10 Canonical Domains: Math, Code, and Formal Proof
10.1 Chapter Map
- Compare how verifier regimes differ across math, code, and formal proof.
- Show why strong checkability does not mean the same reward interface or the same failure modes.
10.2 Domain Overview
Math, code, and formal proof should anchor the book because they expose different strengths and weaknesses of verifiable training. Math offers clean final answers, code offers executable rewards with brittle infrastructure, and proof assistants offer the strongest formal checks but demand more structure and search.
This chapter should compare the verifier interface across the three domains rather than merely survey results.
10.3 Verifier Regime
- Math verifier: A checker centered on answer extraction, symbolic equivalence, or structured derivation validity.
- Code verifier: A checker centered on execution, tests, static constraints, and runtime behavior.
- Formal proof verifier: A checker centered on proof objects and proof-assistant acceptance.
Each regime exposes a different checked object and a different set of bottlenecks. Math emphasizes clean targets and extraction. Code emphasizes execution realism and infrastructure quality.
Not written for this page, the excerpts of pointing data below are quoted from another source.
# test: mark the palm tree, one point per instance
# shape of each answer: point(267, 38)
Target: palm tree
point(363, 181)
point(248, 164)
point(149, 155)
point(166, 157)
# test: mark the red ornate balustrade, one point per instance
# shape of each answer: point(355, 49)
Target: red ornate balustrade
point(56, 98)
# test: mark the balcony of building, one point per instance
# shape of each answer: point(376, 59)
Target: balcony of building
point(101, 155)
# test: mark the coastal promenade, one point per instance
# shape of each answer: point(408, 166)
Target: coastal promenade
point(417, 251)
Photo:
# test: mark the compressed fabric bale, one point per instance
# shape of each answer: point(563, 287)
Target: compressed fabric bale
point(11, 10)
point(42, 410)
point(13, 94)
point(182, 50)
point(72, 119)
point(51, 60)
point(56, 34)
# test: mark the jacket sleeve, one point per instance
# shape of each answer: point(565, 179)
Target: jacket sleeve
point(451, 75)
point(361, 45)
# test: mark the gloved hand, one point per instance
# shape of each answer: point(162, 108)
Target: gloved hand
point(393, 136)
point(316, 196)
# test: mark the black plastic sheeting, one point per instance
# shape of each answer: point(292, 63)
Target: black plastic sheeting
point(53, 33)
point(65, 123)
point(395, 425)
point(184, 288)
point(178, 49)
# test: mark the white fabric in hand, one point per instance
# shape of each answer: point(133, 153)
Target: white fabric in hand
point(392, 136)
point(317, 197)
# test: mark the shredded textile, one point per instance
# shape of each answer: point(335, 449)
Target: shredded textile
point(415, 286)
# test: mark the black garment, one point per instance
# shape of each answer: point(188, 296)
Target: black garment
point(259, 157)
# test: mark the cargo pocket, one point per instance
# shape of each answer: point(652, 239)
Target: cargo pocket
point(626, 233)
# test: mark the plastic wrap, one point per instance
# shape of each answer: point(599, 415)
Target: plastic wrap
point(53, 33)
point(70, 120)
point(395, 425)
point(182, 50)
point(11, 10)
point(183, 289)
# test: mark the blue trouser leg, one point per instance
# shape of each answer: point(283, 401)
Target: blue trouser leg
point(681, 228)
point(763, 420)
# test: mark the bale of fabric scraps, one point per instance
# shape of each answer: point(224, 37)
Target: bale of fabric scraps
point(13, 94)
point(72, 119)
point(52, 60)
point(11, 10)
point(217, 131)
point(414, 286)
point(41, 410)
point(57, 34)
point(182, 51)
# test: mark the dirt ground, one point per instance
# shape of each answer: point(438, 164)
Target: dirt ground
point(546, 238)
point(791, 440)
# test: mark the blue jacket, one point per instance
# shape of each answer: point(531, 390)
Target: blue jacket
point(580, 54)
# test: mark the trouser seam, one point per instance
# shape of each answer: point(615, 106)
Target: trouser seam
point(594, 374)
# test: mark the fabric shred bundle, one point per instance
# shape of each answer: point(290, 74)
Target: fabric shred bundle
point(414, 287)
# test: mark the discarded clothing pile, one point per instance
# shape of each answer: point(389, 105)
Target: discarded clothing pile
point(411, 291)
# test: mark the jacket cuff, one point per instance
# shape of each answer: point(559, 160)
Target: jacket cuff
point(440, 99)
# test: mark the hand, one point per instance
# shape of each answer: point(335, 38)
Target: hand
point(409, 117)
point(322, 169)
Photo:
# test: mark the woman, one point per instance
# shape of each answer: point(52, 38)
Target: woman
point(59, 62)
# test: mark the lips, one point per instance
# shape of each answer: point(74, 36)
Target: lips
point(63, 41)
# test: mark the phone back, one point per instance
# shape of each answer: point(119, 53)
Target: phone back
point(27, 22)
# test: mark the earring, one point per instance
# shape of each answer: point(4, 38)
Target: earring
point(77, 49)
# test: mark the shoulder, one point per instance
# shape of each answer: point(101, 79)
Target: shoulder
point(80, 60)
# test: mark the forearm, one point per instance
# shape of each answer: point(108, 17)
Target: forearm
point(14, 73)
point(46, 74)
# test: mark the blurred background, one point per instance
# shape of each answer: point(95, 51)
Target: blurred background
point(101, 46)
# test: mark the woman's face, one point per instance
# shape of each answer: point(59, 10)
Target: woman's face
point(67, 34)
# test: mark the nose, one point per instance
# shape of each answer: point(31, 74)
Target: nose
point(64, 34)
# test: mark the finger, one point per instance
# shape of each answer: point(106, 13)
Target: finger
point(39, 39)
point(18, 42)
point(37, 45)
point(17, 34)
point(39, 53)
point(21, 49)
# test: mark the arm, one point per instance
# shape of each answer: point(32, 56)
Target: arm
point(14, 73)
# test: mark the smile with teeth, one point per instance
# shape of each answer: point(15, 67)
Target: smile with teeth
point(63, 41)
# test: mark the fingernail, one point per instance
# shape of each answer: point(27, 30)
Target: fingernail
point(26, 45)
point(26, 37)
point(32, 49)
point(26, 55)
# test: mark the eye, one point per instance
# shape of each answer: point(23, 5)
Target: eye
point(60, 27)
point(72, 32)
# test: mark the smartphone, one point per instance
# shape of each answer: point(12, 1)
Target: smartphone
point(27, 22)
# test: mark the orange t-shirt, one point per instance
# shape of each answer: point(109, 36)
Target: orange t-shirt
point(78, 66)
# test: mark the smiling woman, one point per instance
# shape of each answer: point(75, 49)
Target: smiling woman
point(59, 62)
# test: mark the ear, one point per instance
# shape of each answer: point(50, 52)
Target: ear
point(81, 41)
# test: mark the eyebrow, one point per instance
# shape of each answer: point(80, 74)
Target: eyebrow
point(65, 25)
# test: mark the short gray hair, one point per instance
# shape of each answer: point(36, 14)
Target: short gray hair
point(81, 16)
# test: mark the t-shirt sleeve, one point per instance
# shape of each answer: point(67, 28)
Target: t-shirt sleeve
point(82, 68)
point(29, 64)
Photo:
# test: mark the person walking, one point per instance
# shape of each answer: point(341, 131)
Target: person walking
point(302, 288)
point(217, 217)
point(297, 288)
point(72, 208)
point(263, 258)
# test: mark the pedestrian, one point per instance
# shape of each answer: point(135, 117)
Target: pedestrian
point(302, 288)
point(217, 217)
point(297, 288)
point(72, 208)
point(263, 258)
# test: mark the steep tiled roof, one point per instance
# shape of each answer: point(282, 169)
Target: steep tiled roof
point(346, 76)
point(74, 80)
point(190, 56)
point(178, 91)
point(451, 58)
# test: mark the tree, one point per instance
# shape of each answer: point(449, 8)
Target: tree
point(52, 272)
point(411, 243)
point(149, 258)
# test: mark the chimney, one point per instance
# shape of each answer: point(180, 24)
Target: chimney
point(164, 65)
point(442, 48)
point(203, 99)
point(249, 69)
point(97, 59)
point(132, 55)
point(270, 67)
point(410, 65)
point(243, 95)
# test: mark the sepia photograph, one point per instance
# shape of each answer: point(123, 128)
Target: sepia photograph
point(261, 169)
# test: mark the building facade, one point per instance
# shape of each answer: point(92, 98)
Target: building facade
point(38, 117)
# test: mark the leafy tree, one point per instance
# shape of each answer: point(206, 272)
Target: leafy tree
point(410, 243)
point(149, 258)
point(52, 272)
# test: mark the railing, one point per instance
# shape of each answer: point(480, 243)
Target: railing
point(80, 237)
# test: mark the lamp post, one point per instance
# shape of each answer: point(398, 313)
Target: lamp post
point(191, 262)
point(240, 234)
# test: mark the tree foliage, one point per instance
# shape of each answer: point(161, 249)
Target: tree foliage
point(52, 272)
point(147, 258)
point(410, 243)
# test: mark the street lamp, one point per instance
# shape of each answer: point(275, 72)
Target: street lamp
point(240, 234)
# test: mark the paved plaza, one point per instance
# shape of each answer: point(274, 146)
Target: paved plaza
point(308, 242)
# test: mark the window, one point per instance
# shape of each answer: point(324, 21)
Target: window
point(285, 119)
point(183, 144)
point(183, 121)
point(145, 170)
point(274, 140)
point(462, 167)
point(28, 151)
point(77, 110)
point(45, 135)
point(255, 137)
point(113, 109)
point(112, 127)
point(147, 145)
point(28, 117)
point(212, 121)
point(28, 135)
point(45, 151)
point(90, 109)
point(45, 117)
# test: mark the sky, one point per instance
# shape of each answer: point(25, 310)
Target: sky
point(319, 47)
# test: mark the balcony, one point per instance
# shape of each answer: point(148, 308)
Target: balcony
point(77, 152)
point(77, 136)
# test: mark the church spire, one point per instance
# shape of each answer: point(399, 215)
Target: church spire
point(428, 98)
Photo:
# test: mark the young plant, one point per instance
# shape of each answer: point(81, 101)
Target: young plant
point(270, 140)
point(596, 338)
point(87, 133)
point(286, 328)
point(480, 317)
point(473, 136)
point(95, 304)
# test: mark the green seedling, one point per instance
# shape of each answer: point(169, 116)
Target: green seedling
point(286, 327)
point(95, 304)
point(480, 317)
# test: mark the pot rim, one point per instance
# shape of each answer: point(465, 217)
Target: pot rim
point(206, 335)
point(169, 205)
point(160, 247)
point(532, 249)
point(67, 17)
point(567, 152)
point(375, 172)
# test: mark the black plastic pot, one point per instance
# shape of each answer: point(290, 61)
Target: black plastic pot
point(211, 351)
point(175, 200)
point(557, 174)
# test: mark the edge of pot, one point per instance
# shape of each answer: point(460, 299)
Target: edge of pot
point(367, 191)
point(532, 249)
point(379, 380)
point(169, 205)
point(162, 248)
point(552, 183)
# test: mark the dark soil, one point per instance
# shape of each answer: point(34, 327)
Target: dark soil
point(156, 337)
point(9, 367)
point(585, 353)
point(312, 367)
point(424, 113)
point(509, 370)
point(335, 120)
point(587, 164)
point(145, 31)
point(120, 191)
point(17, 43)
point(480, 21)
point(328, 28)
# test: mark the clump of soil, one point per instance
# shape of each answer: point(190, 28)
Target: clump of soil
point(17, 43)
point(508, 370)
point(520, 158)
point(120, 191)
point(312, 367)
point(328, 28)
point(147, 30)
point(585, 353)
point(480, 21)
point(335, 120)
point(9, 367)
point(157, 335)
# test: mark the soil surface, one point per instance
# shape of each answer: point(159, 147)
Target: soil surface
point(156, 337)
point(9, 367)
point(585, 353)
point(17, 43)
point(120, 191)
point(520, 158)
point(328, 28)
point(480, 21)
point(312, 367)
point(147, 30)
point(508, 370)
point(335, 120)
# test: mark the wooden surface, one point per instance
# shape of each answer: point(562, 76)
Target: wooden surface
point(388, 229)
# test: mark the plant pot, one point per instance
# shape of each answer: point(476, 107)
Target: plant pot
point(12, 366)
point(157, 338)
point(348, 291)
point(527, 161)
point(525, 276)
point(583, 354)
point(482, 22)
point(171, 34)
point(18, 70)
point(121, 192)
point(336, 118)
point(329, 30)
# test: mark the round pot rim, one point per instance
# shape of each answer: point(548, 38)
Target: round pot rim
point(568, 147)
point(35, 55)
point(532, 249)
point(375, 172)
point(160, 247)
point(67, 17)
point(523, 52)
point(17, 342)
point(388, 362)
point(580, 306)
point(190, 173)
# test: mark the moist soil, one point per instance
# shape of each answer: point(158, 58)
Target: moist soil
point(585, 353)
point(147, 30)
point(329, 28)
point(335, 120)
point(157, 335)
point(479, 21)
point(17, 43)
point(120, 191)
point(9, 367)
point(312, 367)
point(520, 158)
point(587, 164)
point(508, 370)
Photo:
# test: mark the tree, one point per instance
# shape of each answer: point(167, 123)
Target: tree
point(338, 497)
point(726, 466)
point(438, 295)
Proof emphasizes decomposition, search, and formal acceptance.
10.4 Canonical Cases
- Final-answer math grading with normalized extraction.
- Unit-test-based code verification with hidden tests and flaky-environment controls.
- Lean or other proof-assistant verification of generated proof steps.
10.5 Comparative Lessons
- Borrowing evaluation intuitions from math and applying them unchanged to code or proof is usually a mistake.
- Executable domains make verifier quality depend heavily on infrastructure rather than only on scoring logic.
- Formal proof exposes the strongest clean verifier but also the sharpest decomposition and search constraints.
- Process verification plays a different role in each domain and should not be ported mechanically.
10.6 Research Notes
- Which lessons from proof systems transfer back to less formal domains?
- How should code verifiers be hardened against flaky or underspecified tests?
- When should math domains use process verification instead of answer-only checks?